Tuesday, March 31, 2009

Take your kids on a Dinosaur Dig


This is a fun site I used recently in class with my 3rd graders as we were studying fossils - it's called Dinosaurs and it's on the Smithsonian's Museum of Natural History site. This tidy looking little site is actually jam packed with information about dinosaurs that is very accessible to kids from 2nd grade through high school.

On the Dinosaurs site, kids can learn just about anything they ever wanted to know (and never knew they wanted to know) about dinosaurs.

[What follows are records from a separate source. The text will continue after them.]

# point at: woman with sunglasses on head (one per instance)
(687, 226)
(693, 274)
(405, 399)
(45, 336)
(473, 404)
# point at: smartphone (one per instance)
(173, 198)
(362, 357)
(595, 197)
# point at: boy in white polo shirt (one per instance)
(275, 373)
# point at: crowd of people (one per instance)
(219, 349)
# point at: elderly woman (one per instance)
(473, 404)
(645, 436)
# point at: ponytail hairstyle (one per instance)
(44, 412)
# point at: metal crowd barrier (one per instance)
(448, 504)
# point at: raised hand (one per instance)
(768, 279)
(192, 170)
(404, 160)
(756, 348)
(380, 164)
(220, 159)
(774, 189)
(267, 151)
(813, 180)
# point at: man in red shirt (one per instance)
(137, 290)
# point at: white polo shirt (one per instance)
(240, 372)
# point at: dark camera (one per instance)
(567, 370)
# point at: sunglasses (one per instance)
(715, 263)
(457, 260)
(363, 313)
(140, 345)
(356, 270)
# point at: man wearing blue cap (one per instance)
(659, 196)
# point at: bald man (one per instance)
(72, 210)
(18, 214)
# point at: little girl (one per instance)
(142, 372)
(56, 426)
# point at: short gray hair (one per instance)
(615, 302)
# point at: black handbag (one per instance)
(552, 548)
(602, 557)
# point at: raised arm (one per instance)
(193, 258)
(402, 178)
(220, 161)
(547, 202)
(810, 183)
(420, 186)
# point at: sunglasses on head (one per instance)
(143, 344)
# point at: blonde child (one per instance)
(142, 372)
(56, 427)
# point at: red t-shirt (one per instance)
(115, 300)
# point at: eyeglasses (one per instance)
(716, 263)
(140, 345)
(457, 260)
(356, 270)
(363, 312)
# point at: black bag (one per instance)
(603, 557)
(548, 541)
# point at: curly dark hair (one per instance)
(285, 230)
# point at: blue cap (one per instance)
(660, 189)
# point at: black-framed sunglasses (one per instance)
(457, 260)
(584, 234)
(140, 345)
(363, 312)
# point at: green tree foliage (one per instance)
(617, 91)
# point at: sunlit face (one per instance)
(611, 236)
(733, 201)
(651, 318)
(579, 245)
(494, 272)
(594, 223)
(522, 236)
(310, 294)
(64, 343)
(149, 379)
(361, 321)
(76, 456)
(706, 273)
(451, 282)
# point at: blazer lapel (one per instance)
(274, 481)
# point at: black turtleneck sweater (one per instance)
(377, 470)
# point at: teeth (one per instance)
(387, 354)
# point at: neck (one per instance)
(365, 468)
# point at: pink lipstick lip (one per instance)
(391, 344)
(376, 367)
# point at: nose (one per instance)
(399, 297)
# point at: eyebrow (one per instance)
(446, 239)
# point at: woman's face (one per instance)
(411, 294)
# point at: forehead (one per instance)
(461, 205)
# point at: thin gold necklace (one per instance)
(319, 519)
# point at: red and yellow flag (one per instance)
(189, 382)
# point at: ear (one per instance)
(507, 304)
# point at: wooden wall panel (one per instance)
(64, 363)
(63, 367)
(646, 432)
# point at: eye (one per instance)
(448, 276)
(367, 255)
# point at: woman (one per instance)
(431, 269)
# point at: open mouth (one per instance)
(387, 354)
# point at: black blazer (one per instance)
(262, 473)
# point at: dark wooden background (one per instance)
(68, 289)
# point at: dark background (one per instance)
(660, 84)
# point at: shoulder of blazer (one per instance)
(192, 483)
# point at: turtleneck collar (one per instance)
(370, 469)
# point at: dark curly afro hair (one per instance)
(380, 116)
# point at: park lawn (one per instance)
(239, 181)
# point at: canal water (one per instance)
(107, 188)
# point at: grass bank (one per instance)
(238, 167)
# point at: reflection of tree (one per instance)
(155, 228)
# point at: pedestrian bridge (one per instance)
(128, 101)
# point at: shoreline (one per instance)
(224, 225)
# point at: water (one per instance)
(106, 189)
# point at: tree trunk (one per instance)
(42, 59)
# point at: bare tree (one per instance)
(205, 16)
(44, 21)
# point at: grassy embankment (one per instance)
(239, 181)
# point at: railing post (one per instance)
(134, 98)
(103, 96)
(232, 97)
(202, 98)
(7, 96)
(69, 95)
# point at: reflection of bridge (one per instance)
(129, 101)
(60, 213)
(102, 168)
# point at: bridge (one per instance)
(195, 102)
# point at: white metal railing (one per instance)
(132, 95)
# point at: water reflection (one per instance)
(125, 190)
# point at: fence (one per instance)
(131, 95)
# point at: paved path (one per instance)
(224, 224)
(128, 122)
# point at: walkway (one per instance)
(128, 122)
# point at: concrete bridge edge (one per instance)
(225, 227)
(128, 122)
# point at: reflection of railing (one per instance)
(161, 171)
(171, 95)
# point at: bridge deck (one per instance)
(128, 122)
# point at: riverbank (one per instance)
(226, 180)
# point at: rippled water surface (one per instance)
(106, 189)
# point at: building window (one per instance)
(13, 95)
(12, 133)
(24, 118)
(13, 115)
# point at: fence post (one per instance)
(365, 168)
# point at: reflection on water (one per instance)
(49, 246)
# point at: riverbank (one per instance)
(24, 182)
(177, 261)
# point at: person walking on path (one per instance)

There are tons of great pictures from the museum's archives as well as the many digs and expeditions that supplied the information.

There are some slideshows documenting some of the various digs, as well as some of the more prominent dinosaur collections at the Smithsonian NMNH.

What my 3rd graders were enamored with was an interactive "dinosaur dig". After we studied fossils, looked at some real ones, and then did a little play simulation with some clay and toy skeletons, they were ready for the dinosaur dig. The interactive takes kids through the basic procedures of a dig - from the first clearing of the surface to determine how big the site is, to the use of finer and finer tools to carefully get to the skeleton, to the plastering and transportation of the bones to the museum. Once they have successfully cleared, covered, and transported their "specimen", they then clean it and protect it in the museum's lab. After that they are ready to assemble the skeleton - they can use the clues about the various bones to help them find the proper placement. Once their model is finished, they can see different drawings and representations of what that dinosaur (a Stegosaurus) might have looked like.

This is a really engaging site and very easy for kids and their teachers to navigate. What I really liked was that none of the links take you away from the site - they are all built by the Smithsonian NMNH, so all of the information flows and connects really well.